Latina in Italy
My name is Natalie Salazar, and I am Puerto Rican- Mexican- American. Currently I am in Pavia, Italy where I’m studying for the next year.
In the last couple weeks, I have been interacting with students from all over the world, admittedly most from Europe. Conversations have normally begun with “What’s your name?” quickly followed by “What country are you from?” Once I say I’m from the United States I normally hear some form of “Wow, so far! Why did you want to come here?” but the thing that gets me is at one point I heard “but you don’t look American.” (What is an American supposed to look like?)

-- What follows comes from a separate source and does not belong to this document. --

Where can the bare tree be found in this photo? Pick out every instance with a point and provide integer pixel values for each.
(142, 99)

Obviously, they didn’t mean it maliciously, but with the political climate in the U.S., I felt the need to explain myself. Since the comment I have always immediately answered "where are you from" with “I'm from the U.S. but my mom is from Puerto Rico, and my Dad is from Mexico, and I was born in the U.S.” Being Latina in the U.S. is hard enough, I’m not American enough, but I’m not Latina enough. It just threw me for a bit of a loop. My Spanish isn’t perfect, sometimes Spanish words mix into my English, sometimes I don’t know how to translate things properly and depending who I’m around, it’s just straight up Spanglish. Although I love speaking to the people from Spain, if they have any issues I just switch to Spanish with them. “You speak Spanish, but you’re American?!” and I go over my explanation if I haven’t already. There is a sense of pride to that, the ability to make a conversation bilingual. (I’m a linguistics major so I’m a bit of a dork about this.)
Through this and other things I’ve come to realize some things about the U.S. In the U.S. -from what I’ve experienced- we tend to self-segregate. The easiest way to show that is on our very own campus. For example, we have white frats, latinx frats, asian frats, and black frats. When people abroad ask about American colleges they ask is it “like the movies?” and I explain some of what goes on they find this self-segregation thing bizarre. I understand that to an extent. If you’re from Spain you’re more than likely Spanish, if from Portugal Portuguese and so on and so forth. In America that isn’t the case, we have Mexican-Americans, African-Americans, Polish-Americans and so on, their countries' histories aren’t similar to the U.S. there. Not taking political and socio-economic factors into consideration, the way we are raised, the language we speak at home and our cultural norms. We get along with those that are similar to us, that similarity being a byproduct of our heritage. Then when you look at the political and socio-economic factors there's a whole other issue, which will be discussed further in part two.
It is just so interesting to look at Americans from the eyes of people around the world.